Катриона начала тихо всхлипывать.

— Не надо, голубка, — ласково сказал граф. — Не надо стыдиться, что ты женщина и наслаждаешься этим.

— И ты с самого начала знал это? — удивилась Кат.

— Да, — ответил он, увлекая ее на пол и укладывая перед потрескивающим пламенем камина. — Знал. У меня было достаточно много женщин, и я научился безошибочно распознавать, когда им это нравится, даже если они отбиваются, словно демоны, и клянутся, что ненавидят меня.

— Ненавижу тебя, — не унималась Катриона.

Он засмеялся.

— Тогда в ближайшее время у тебя будет повод ненавидеть меня еще больше.

Граф проворно раздвинул ей ноги и всунул свой налитой мужской орган в мягкую женскую плоть. Катриона вздрогнула и попыталась вывернуться.

— Ну нет, голубка! Прошлой ночью я сказал, что ты принадлежишь мне. А что я говорю, моя сладкая Кат, от того не отступаю.

7

Промчалась весна, пришел и ушел день святого Иоанна. А граф Гленкерк все еще не выпускал свою прекрасную пленницу. Сам он часто велел седлать кобылу и уезжал в Гленкерк, куда спускаться было целых два часа, и там занимался делами своего поместья. Часто Патрик охотился. добывая пропитание для обитателей маленького дома. Но ни одной ночи он не проводил без Катрионы.

Хотя Катриона никогда бы в этом не призналась будущему мужу, она теперь жила в ожидании его ночных объятий. Ведь эта юная женщина была здоровой и сильной, и что бы ни говорила, она любила своего красавца жениха. Что же до графа, то он пылал к ней неистовой страстью. И не раздумывая убил бы любого мужчину, который осмелился бы взглянуть на его суженую хотя бы с малейшим любопытством.

Дни становились теплее и длиннее. Патрик стал часто сажать невесту на свою лошадь и пускался вскачь по лесам и высоким луговым травам. Несколько раз они предавались любовным утехам среди свежего вереска, пронизанного солнечными лучами. Катриона была горяча, как вино, и сладка, как мед. Патрик все больше удивлялся — как это он, никогда ранее не остававшийся верным одной женщине больше чем неделю или две, теперь испытывал страх при одной только мысли, что придется возвращаться в Гленкерк и делить невесту пусть даже со своей семьей.
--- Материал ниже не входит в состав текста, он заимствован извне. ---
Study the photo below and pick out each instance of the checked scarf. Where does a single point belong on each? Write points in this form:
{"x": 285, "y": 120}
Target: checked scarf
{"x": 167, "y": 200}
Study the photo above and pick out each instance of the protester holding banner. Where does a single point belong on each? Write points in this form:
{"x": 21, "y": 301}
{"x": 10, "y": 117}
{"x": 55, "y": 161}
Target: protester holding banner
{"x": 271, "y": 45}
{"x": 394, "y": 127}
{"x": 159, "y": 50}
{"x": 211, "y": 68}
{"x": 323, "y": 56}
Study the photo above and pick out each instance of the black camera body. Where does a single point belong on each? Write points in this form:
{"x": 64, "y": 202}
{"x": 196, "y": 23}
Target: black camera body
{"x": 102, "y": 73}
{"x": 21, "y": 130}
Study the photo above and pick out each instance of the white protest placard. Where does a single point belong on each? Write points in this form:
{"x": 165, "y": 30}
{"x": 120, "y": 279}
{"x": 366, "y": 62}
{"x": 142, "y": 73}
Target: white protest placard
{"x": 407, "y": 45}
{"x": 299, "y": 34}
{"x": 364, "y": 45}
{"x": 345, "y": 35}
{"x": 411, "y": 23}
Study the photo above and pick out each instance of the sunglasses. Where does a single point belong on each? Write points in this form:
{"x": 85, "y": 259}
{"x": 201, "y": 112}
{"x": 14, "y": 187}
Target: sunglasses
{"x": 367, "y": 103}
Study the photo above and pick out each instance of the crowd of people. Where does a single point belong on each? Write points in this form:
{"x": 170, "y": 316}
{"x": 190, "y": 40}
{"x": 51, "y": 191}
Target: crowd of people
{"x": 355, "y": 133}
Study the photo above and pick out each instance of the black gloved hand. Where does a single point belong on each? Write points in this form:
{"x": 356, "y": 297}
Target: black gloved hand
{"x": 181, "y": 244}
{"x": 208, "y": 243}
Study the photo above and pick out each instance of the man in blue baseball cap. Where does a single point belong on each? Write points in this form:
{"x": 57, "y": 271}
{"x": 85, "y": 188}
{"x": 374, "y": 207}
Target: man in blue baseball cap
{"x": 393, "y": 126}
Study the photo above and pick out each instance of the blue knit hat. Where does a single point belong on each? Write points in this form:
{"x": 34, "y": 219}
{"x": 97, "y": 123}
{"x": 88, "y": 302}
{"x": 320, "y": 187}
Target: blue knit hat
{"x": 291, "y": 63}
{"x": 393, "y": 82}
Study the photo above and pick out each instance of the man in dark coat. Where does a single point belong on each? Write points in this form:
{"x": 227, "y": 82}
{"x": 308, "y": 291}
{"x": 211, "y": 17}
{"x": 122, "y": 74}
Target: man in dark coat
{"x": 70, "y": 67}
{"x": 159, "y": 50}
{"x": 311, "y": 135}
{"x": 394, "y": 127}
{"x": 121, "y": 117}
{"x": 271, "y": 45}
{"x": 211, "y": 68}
Но возвращение близилось. Катриона еще не догадывалась о том, что месячные у нее прекратились в связи с предстоящим материнством. А Эллен уже подумывала о том, как поделикатнее обратить внимание своей молодой госпожи на это обстоятельство. Однажды утром такая возможность представилась.

Граф поднялся спозаранку и по делам отправился в Гленкерк. Эллен весело вошла в комнату Катрионы, неся на подносе небольшой пирог с дичью, который только что вынула из печи.

— Ваш любимый, госпожа Кат. Разве не чудесно пахнет, — ликовала она, поводя подносом перед Катрионой.

Но та вдруг изменилась в лице и побледнела. Спрыгнув с кровати, она схватила со стола тазик и нагнулась над ним; ее вырвало.

— Ox, — сочувственно произнесла Эллен, поставив поднос и вытирая влажный лоб девушки льняным полотенцем. — Ложитесь-ка вы обратно в постель, моя дорогая госпожа. — И она поплотнее закутала Катриону. — Что за скверный мальчуган так докучает маме!